Basics#

parsnip provides a tidy, unified interface to a range of models from other packages. It helps avoid having to remember how to properly call the modeling functions of those external packages.

A parsnip specification is made up of 3 main components:

  1. The type of model to be used, such as Random Forest (rand_forest()) or linear regression (linear_reg())

  2. How will the model be used, or mode. The two most common are “regression” and “classification”.

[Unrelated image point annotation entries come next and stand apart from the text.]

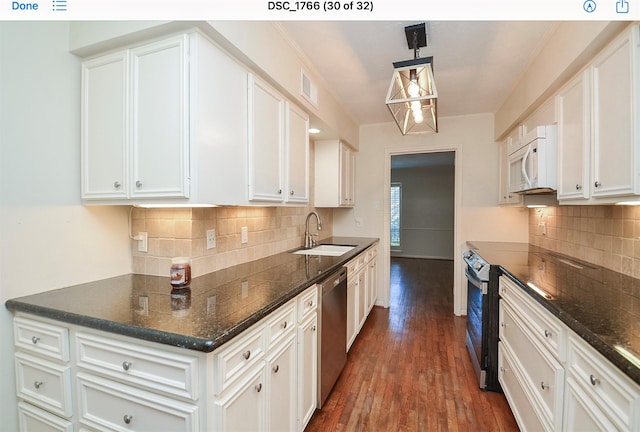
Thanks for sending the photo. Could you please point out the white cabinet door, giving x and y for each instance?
(104, 127)
(352, 311)
(244, 407)
(580, 413)
(281, 386)
(573, 109)
(266, 141)
(615, 91)
(297, 155)
(160, 130)
(307, 370)
(347, 176)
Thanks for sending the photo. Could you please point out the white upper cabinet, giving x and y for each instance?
(334, 174)
(266, 141)
(278, 147)
(297, 155)
(616, 81)
(135, 123)
(574, 138)
(598, 114)
(181, 122)
(160, 116)
(104, 127)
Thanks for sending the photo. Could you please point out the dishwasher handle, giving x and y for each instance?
(334, 280)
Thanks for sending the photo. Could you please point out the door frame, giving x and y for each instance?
(459, 300)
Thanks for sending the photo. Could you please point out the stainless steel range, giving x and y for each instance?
(482, 319)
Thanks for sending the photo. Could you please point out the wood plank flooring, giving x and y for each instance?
(409, 369)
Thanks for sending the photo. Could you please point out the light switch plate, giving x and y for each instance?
(211, 239)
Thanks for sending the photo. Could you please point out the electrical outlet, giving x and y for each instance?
(143, 245)
(211, 239)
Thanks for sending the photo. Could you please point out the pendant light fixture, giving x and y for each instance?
(412, 97)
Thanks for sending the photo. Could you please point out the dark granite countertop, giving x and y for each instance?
(600, 305)
(217, 306)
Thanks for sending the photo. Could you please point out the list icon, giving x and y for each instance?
(59, 5)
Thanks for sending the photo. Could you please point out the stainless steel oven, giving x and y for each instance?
(482, 319)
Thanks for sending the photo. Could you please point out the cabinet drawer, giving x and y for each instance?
(307, 303)
(106, 405)
(545, 327)
(543, 375)
(613, 392)
(512, 385)
(43, 338)
(32, 419)
(153, 369)
(237, 356)
(281, 324)
(43, 383)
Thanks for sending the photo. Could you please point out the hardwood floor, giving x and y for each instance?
(409, 369)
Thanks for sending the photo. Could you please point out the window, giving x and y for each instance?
(396, 207)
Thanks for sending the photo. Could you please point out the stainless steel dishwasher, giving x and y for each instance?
(332, 352)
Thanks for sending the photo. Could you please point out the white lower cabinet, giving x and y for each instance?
(553, 379)
(265, 379)
(362, 291)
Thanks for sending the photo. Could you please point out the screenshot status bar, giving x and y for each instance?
(348, 10)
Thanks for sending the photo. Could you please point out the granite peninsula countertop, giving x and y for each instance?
(217, 306)
(600, 305)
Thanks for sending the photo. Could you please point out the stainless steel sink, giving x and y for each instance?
(325, 250)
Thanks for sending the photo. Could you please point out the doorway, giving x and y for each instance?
(429, 223)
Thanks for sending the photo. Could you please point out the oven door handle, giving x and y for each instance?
(482, 286)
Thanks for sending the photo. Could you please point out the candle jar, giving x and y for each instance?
(180, 272)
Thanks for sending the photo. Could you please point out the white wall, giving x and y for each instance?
(427, 215)
(47, 239)
(477, 215)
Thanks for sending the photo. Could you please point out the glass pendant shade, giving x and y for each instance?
(412, 97)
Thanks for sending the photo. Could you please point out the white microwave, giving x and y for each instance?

  3. The computational engine, or program that will actually execute the training. It could be an external R package, such as ranger, or even an engine outside of R, such as Stan or Apache Spark.

1
2
3
4
5
library(tidymodels)

rand_forest(mtry = 10, trees = 2000) |> # Define type of model
  set_engine("ranger", importance = "impurity") |> # Select an engine
  set_mode("regression") # Set the mode
  • set_engine(object, engine, ...) - Specifies which package or system will be used to fit the model, along with any arguments specific to that software.

  • set_args(object, ...) - Modifies the arguments of a model specification.

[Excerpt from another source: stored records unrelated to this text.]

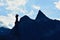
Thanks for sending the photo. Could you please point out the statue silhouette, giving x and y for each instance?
(15, 29)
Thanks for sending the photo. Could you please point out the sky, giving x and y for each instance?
(9, 8)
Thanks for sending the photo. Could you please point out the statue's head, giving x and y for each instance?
(16, 15)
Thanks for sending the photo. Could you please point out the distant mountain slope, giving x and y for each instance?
(42, 28)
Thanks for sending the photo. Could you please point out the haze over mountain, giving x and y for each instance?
(42, 28)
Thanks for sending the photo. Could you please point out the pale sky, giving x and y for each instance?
(9, 8)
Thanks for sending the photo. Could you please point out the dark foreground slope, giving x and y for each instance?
(42, 28)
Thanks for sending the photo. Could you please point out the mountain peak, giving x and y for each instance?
(41, 16)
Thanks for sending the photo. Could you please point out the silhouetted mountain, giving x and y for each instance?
(41, 17)
(42, 28)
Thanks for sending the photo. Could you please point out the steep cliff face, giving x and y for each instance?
(42, 28)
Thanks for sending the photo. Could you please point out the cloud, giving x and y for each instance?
(36, 7)
(14, 4)
(7, 21)
(1, 4)
(57, 5)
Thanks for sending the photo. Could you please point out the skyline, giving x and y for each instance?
(9, 8)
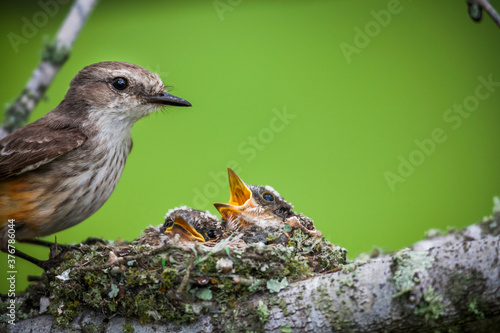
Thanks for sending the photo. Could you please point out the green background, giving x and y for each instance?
(354, 116)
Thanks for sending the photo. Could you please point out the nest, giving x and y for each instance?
(160, 279)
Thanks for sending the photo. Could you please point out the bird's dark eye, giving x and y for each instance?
(268, 196)
(120, 83)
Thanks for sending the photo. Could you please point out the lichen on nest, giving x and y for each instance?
(173, 281)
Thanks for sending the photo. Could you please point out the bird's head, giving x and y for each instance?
(118, 91)
(193, 226)
(249, 202)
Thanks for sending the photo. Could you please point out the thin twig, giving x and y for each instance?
(185, 279)
(53, 57)
(485, 4)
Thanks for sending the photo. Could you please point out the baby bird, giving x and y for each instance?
(193, 225)
(258, 211)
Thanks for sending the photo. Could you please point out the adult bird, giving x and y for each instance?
(60, 169)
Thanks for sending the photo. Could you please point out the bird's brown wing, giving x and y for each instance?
(34, 145)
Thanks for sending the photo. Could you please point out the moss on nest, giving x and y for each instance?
(174, 282)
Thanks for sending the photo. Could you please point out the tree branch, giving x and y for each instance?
(475, 7)
(54, 56)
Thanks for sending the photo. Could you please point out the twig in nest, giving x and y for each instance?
(185, 279)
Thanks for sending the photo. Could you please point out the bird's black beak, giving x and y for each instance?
(167, 99)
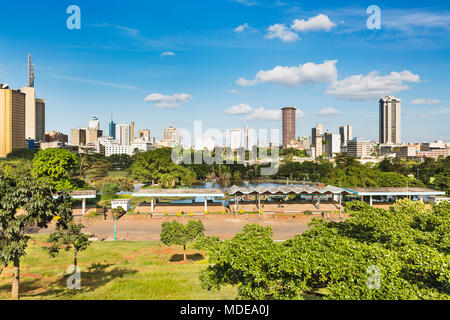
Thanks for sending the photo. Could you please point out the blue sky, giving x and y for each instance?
(195, 60)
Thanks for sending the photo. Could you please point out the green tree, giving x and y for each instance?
(67, 238)
(175, 233)
(157, 166)
(408, 247)
(26, 202)
(56, 166)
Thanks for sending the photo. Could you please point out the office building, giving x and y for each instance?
(78, 137)
(288, 115)
(332, 144)
(112, 129)
(245, 139)
(233, 138)
(346, 134)
(132, 132)
(123, 134)
(144, 134)
(390, 120)
(315, 133)
(94, 123)
(40, 119)
(359, 148)
(92, 135)
(12, 120)
(54, 136)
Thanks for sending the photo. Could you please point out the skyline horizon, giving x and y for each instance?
(239, 68)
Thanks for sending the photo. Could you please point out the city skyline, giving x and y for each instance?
(237, 67)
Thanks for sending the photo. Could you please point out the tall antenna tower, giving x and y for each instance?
(30, 72)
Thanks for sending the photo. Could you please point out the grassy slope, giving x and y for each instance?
(113, 270)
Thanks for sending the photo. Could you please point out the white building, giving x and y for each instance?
(94, 123)
(346, 134)
(233, 138)
(332, 143)
(390, 120)
(123, 134)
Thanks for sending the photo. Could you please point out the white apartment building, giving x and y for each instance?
(332, 143)
(123, 134)
(346, 134)
(390, 120)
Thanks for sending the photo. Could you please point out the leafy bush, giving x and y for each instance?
(409, 245)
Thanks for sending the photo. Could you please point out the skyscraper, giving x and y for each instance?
(123, 134)
(94, 123)
(288, 125)
(245, 138)
(12, 120)
(346, 134)
(112, 129)
(390, 120)
(30, 72)
(332, 143)
(40, 119)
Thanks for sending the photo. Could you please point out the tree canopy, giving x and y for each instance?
(56, 166)
(401, 253)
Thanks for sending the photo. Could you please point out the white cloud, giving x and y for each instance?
(425, 101)
(307, 73)
(167, 101)
(242, 27)
(241, 108)
(270, 114)
(372, 85)
(329, 112)
(320, 22)
(282, 32)
(247, 3)
(167, 53)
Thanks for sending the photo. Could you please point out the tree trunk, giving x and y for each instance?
(75, 253)
(16, 279)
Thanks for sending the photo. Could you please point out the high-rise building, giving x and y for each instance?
(144, 134)
(123, 134)
(92, 135)
(54, 136)
(359, 148)
(245, 138)
(288, 114)
(34, 109)
(233, 138)
(132, 131)
(316, 132)
(390, 120)
(30, 112)
(346, 134)
(171, 134)
(40, 119)
(112, 129)
(94, 123)
(12, 120)
(30, 72)
(332, 143)
(78, 137)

  • set_mode(object, mode, …) - Changes the model’s mode.

  • show_engines(x) - The possible engines for a model can depend on what packages are loaded. Some parsnip extension add engines to existing models.

1
show_engines("linear_reg")

Legends#

Mode Support Numbers#

  • 1 - Classification
  • 2 - Regression
  • 3 - Censored Regression
  • 4 - Quantile Regression

Engine Tags#

Engine tags show the engine name and mode support numbers. For example, h2o 1, 2 means engine h2o supports classification (1) and regression (2).

Classification Only#

  • logistic_reg(mode = "classification", engine = "glm", penalty, mixture) - Generalized linear model for binary outcomes. A linear combination of the predictors is used to model the log odds of an event.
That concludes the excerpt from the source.